Hi,
I seem to remember that we had a similar issue with colour conversion from YCbCr4:2:0 to BGR32 in a DirectShow filter when connected to a VMR9 render (that as far as I know uses Direct3D surfaces "underneath"). That is the YCbCr 4:2:0 source image was colour converted directly to the DirectShow media buffer (being the Direct3D surface). In this situation, we also experienced a significant slow-down compared to do what you are doing, i.e. colour convert into a temp. buffer and then simply copy that to the output buffer. I can not remember the IPP version and precise setup details.
What's your setup? And have you tried either a previous version of IPP (assuming you are using one of the latest releases), or using a different "lower" optimization variant of the function (e.g. if optimal is v8, then try t7)?

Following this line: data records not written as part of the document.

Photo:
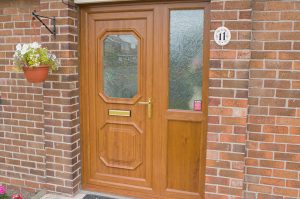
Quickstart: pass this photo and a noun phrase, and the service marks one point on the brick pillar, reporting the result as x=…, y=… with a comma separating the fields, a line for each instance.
x=61, y=101
x=228, y=100
x=22, y=154
x=273, y=149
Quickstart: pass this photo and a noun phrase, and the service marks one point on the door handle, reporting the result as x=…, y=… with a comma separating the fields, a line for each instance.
x=149, y=105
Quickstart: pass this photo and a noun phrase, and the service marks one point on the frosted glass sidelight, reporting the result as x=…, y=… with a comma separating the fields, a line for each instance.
x=185, y=60
x=120, y=60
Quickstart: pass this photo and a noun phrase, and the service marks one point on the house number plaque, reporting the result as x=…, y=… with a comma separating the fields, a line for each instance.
x=222, y=36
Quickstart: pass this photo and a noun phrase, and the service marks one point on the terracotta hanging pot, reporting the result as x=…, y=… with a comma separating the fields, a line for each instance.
x=36, y=74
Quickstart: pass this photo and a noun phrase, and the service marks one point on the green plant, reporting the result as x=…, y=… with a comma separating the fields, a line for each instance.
x=33, y=55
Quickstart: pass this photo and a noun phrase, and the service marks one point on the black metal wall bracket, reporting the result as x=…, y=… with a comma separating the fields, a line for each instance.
x=53, y=20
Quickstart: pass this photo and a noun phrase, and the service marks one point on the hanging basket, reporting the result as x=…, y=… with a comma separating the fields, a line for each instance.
x=36, y=74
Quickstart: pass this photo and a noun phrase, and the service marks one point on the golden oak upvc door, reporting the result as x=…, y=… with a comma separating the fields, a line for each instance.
x=144, y=72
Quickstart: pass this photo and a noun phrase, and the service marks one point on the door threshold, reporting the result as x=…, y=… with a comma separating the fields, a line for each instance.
x=82, y=194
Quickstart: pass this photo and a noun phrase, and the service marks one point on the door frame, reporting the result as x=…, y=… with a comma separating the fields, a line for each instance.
x=84, y=111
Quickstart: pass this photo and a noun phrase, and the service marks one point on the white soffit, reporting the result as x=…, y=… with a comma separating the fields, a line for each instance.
x=96, y=1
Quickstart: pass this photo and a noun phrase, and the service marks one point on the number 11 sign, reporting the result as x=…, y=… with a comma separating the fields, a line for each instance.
x=222, y=36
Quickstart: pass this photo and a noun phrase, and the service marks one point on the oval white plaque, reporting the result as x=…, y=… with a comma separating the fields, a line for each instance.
x=222, y=36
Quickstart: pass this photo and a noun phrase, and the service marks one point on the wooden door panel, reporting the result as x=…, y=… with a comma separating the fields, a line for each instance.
x=159, y=155
x=120, y=148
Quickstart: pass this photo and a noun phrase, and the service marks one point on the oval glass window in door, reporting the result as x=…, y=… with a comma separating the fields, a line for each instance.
x=120, y=65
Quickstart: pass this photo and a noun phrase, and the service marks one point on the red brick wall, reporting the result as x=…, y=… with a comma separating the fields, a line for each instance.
x=254, y=110
x=39, y=137
x=22, y=154
x=228, y=96
x=273, y=144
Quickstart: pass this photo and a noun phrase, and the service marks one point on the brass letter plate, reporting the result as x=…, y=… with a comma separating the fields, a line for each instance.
x=120, y=113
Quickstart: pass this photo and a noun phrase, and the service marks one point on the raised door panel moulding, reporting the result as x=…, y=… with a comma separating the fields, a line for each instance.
x=96, y=1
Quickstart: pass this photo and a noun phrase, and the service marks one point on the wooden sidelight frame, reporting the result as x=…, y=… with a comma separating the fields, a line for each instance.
x=160, y=88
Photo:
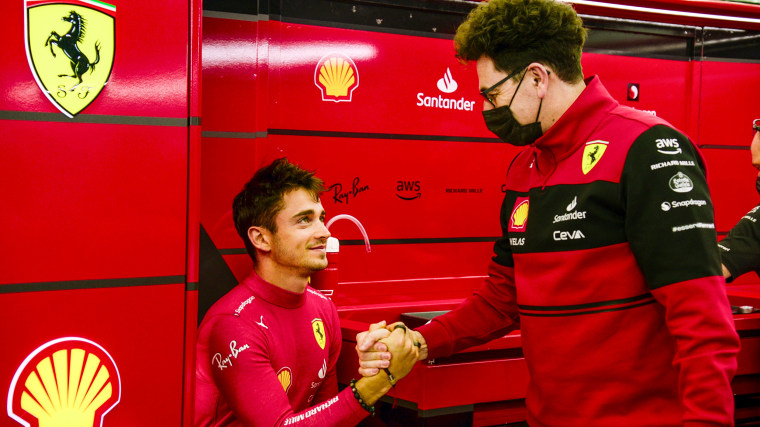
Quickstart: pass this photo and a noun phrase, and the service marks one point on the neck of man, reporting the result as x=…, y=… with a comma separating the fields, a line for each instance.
x=285, y=278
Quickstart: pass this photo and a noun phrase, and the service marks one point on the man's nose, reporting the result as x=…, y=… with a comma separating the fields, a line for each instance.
x=322, y=231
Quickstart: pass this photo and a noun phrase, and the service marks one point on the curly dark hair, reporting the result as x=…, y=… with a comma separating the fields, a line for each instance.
x=262, y=197
x=515, y=33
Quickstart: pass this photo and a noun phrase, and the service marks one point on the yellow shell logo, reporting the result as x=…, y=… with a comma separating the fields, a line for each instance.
x=592, y=153
x=66, y=382
x=519, y=215
x=337, y=77
x=284, y=375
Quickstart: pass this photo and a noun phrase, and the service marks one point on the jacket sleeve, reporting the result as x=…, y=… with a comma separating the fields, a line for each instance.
x=491, y=312
x=245, y=378
x=740, y=250
x=670, y=226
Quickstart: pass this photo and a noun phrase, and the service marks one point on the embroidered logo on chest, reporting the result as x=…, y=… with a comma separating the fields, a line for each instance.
x=592, y=153
x=519, y=218
x=319, y=332
x=285, y=376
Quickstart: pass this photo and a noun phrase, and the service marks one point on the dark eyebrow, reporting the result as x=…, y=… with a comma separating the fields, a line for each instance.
x=307, y=212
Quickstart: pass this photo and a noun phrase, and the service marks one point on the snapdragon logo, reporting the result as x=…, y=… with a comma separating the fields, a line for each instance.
x=446, y=84
x=681, y=183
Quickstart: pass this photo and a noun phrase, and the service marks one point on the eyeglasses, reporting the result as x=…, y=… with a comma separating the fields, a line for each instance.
x=486, y=93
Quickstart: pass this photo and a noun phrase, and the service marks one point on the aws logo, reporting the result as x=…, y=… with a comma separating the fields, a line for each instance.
x=405, y=190
x=519, y=218
x=70, y=48
x=668, y=146
x=336, y=76
x=69, y=381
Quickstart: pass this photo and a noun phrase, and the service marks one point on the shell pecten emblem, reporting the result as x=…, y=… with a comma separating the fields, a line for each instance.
x=519, y=217
x=337, y=77
x=70, y=382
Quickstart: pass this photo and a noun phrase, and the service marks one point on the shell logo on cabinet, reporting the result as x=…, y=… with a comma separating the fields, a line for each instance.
x=70, y=47
x=69, y=381
x=337, y=77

One potential reason for this behaviour might be that the function actually reads some bytes from the destination image buffer during the copying/conversion. Reading back from a graphics card buffer has in general a detrimental effect on performance (reading is sloooow). Well, that would explain it but I also cannot imagine why these types of functions would need to read from the destination buffer. That does not make much sense. The operations are fairly simple and should only need to read from source, do a bit of math (in the copying, there is no math) and write the result. No nead to read back anything. But it may be due to some optimization choices that work better for CPU memory acesses. The fact that the BGR to YCbCr4:2:2 function that you are also using does not exhibit the problem could be due to different optimizations (e.g. no reading).

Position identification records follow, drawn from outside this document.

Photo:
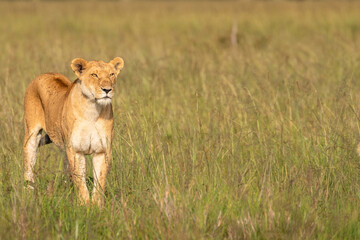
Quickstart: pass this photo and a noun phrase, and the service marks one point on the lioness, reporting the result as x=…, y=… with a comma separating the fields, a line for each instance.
x=76, y=116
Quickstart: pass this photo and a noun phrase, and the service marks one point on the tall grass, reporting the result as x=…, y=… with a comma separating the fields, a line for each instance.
x=212, y=140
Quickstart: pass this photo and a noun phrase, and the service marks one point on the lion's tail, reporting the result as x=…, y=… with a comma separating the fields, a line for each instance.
x=45, y=140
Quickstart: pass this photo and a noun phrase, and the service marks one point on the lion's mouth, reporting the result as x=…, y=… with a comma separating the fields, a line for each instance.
x=106, y=97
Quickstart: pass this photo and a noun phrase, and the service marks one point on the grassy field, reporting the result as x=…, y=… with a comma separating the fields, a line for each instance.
x=253, y=140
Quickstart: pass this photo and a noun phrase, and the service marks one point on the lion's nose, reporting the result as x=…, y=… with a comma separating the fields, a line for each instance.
x=106, y=90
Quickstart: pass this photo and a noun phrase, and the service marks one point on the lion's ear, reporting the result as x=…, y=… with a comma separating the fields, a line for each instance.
x=118, y=64
x=78, y=65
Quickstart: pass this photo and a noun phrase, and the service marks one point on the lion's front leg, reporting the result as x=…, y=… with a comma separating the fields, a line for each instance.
x=101, y=163
x=77, y=163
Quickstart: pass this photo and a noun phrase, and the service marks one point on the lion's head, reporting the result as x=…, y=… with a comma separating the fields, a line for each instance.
x=97, y=78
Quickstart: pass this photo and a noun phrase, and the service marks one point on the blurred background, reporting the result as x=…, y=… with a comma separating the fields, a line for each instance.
x=233, y=120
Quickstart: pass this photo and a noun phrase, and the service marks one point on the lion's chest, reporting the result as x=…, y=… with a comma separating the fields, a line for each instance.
x=89, y=137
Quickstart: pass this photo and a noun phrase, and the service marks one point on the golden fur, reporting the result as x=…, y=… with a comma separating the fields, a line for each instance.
x=77, y=116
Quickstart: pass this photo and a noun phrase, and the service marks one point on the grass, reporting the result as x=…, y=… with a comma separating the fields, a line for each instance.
x=212, y=140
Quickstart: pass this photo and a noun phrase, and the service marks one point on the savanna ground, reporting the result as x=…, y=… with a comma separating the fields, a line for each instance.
x=253, y=140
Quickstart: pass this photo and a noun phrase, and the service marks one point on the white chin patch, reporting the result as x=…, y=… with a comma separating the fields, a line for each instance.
x=103, y=101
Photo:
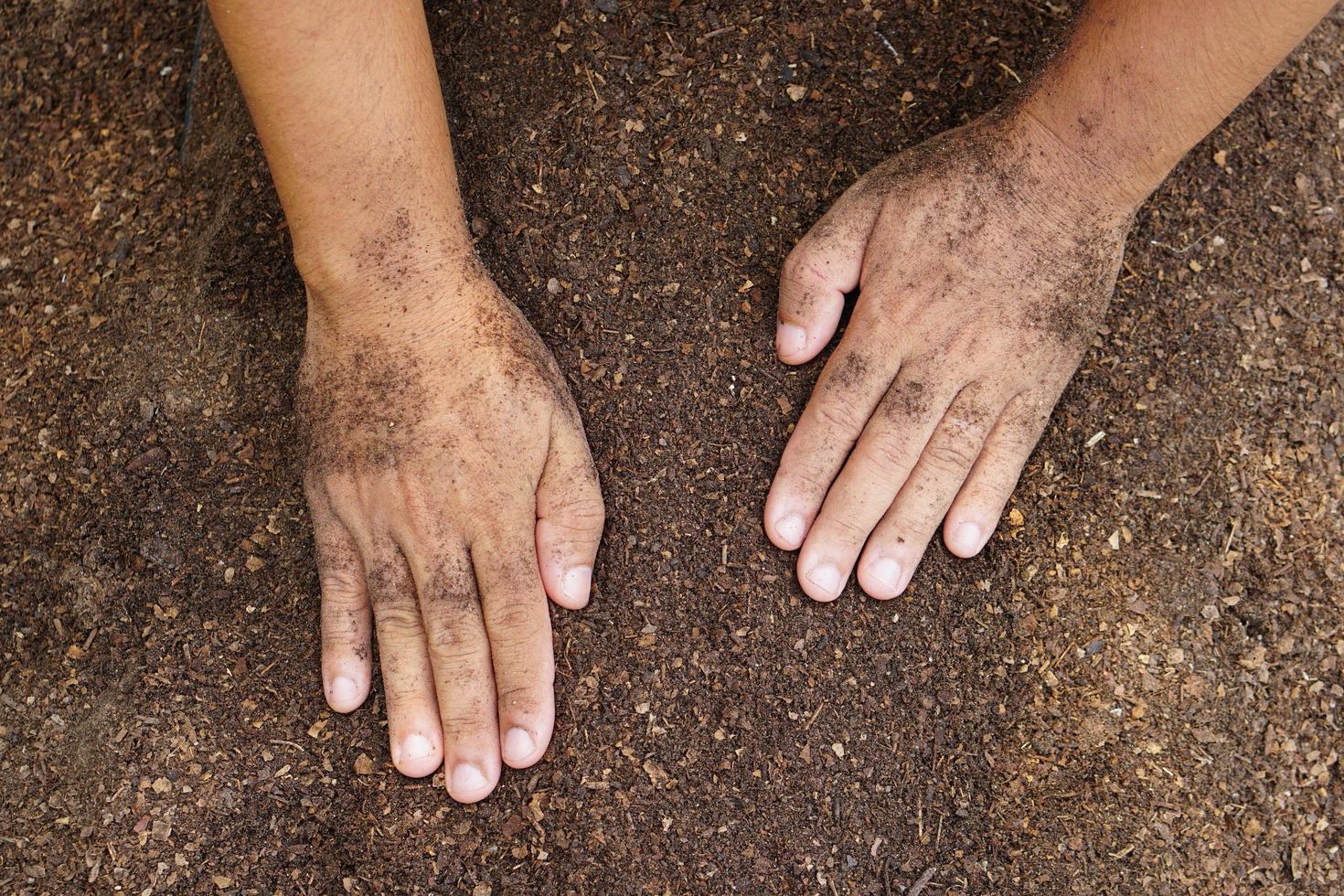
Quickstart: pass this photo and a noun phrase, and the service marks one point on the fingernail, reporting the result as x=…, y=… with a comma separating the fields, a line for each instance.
x=417, y=747
x=577, y=584
x=343, y=690
x=968, y=538
x=791, y=528
x=789, y=338
x=517, y=744
x=827, y=578
x=468, y=781
x=887, y=572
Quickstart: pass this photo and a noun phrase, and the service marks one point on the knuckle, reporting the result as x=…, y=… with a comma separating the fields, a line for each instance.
x=515, y=624
x=452, y=641
x=398, y=620
x=949, y=457
x=892, y=455
x=837, y=415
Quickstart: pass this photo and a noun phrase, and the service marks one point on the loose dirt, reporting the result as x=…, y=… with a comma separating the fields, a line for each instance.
x=1135, y=689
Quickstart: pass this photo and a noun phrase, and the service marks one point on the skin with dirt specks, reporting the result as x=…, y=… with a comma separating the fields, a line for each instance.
x=980, y=283
x=438, y=446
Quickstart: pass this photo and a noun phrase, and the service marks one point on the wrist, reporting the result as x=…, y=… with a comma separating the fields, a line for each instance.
x=1072, y=168
x=398, y=269
x=394, y=285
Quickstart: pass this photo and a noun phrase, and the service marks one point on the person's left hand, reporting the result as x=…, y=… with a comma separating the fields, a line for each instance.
x=986, y=260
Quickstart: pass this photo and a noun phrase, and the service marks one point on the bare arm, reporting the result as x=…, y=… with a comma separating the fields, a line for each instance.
x=1140, y=82
x=348, y=108
x=446, y=470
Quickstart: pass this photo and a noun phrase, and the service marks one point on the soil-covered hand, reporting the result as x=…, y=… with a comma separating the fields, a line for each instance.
x=452, y=492
x=986, y=262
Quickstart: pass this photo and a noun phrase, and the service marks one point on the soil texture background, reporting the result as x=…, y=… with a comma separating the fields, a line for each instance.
x=1136, y=688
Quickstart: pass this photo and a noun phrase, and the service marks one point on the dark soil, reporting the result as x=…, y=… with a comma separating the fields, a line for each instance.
x=1136, y=689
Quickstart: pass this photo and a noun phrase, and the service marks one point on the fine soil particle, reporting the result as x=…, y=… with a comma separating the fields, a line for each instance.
x=1135, y=689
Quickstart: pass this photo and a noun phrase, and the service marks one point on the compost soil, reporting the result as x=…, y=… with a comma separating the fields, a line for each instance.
x=1136, y=688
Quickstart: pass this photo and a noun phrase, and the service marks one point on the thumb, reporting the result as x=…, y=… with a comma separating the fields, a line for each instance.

If this is indeed the case, it would be good that the behaviour was properly documented. For functions with this behaviour, it would be good with an option to turn off such additional optimizations to ensure that the function can be used for e.g. graphics card buffer without a big penalty and without the need to use a temporary step. For the Copy functions, I would actually have expected that they would be able to make optimal without additional "read back tricks". Well, I am just speculating; it may not be the actual reason, and it may also not be as possible to easily solve...
- Jay